The question is what happens if you close the file and then rename() it. Now I know that Windows lacks atomic rename, so lets first delete the destination file. The possible results after a crash and recovery should be:
1. The old file is still there (OK)
2. The old file is missing and the new file exists with the new data in it (this is a bug with Windows and does not happen on Unix with either EXT3 or 4. It is not good but at least a good copy of the data is in the new file)
3. The old file has the new contents and the new file is missing. (OK)
Something like EXT4's bug results in the following results on Windows:
4. The old file contains data different than either it's previous contents or what was written to the new file (typically it is empty) and the new file is missing.
5. The old file is missing and the new file contains data different than what was written to it.
I suspect Windows does NOT have this bug, as it really is an incredible annoyance that a crash can destroy all copies of the data on your disk and they would have noticed and fixed this pretty quickly.
Wrong. The longer delay is not the bug. If EXT3 crashed during those 5 seconds, the bug did not happen. If EXT4 was changed to flush after 5 seconds, and it crashes during those 5 seconds, the bug still will happen.
The problem is that rename(A,B) does not force the contents of A to be up to date before the rename happens. Virtually every Unix program in existence that tries to safely update files assumes this is true.
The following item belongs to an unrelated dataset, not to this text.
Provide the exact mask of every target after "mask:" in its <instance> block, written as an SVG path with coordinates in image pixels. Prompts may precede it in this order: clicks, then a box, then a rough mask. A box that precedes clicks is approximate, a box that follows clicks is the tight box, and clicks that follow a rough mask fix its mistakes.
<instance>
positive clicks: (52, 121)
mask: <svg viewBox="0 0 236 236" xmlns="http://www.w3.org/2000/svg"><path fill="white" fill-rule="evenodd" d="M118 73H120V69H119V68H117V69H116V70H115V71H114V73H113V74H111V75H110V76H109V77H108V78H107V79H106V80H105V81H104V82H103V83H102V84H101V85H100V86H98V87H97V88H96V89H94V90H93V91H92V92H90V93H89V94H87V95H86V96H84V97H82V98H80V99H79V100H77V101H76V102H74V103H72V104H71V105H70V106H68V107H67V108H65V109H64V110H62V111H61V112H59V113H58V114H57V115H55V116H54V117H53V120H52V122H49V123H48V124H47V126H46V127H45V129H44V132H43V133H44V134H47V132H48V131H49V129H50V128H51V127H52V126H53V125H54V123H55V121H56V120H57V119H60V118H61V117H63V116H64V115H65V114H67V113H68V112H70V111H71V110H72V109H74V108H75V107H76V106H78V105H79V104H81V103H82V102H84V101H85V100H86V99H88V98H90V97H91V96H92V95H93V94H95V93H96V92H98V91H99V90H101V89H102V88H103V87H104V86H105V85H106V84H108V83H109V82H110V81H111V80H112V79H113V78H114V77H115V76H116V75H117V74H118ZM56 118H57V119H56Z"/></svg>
Sticking fsync() in there, as about a thousand idiots have suggested, is NOT the solution. It will "fix" it but only at the cost of slowing everything greatly. The thing they are missing is that it is ok if the *old* file is still there after a crash. What is unacceptable is that neither the old or new file are there in EXT4.
Wrong. KDE opened another file. This file was truncated to zero at some time. They then wrote the data and closed the file. They then renamed it to replace the file in question.
At no point did they truncate the file in question. So this result is certainly unexpected!
Bullshit. NTFS is not the "only" system. Unix has had atomic rename for 30 years. This is the function that is wanted, and is the function that EXT4 breaks.
Windows of couse has never implemented atomic rename, and manages to come up with 50 different options and file flags to try to make up for it. And now the same idiots are invading Linux, saying "call fsync!" as though fixing the symptoms byy making the system slow is how to fix a bug.
This is getting really sad as it is obvious that the knowledgable parites are in the tiny minority here.
Every single person who mentions "fsync" as a solution is, for lack of a better word, stupid.